Quantitative data for the seven compartments (viz., susceptible, infected-asymptomatic, infected, self-isolated, hospitalised, recovered and deaths). Prevalence of people in each compartment at day 50, 200 and 300 after epidemic onset for three scenarios: (1) baseline situation (‘Basal’) without any intervention, (2) temporary locking/confinement (‘Lockdown 1’) and (3) temporary locking/confinement plus the massive application of the laboratory test (‘Test’).

^a Estimated events in a simulated 6 million population.

The simulation poses a theoretical situation that may or may not be partially fulfilled and has some limitations [Reference Vogels6]. In the first place, the parameters shown in the PCR test scenario are most probably somewhat excessively optimistic, but this reduction in the second epidemic wave can also be observed in other worse scenarios (not shown). However, the recent publication of the possibility of doing a self-administered, low-cost test to detect the virus in saliva samples [Reference Roda7] could provide added value to these simulations. Setting a self-isolation rate of 0.7 assumes rigorous self-isolation. However, the construction of the vector of daily values that it represents cannot be validated yet. In most scenarios, highly effective contact tracing and case isolation is enough to control a new outbreak of COVID-19 within 3 months [Reference Hellewell8]. However, in the current situation, the pandemic requires extraordinary measures since the virus has spread throughout the country very quickly and is causing very serious clinical symptoms in people with underlying problems such as chronic obstructive pulmonary disease, diabetes or hypertension, which are highly prevalent in the elderly population [Reference Wang9].
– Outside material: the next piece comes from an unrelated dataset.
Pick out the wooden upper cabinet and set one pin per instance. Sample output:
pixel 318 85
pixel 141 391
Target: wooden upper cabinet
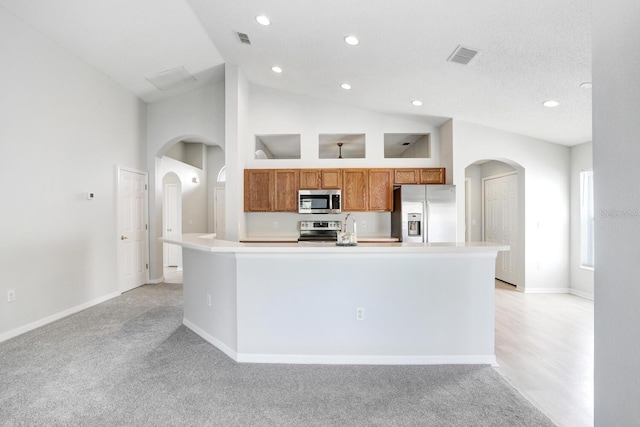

In addition, there are historical experiences were second waves can be more threatening than the first ones, and that surely exhausted the susceptible population. Another limitation is that the model does not include critical aspects such as differential risk by age group. It is certain that an ageing population will suffer worse consequences. It also does not contemplate the arrival of infected people (imported cases).

It is important to highlight the relevance of simulating broad periods of time which have helped to analyse the complete evolution of the epidemic, including the second wave. Another aspect that should be taken into account is the size of the simulated population. This should be large enough not only to emulate the current situation of big cities where the epidemic is having greater impact, but also because simulations with a small population do not show the potential impact of the epidemic. However, such large-scale simulations are time consuming and computer-power demanding.

This simulation provides a more hopeful scenario on the evolution of the epidemic, which by day 50 of its beginning, has already registered 177 000 cases and 18 500 deaths in Spain. The simulation results support the validated ‘trace, test and treat’ strategy for the epidemic experience in the Republic of Korea [10]. In this country, for a total population of 56 million people, 94 000 PCR tests were performed to confirm suspected cases of COVID-19. The singular difference between the Republic of Korea and other countries is the quick intervention that made the blockade unnecessary. To conclude, we must comment that these notes, due to all their limitations, should be considered an academic exercise that points towards two conclusions: first, the potential danger of a bigger second epidemic wave and second, the detection of possible transmitters of the infection through massive PCR testing may help to avoid such potential situation.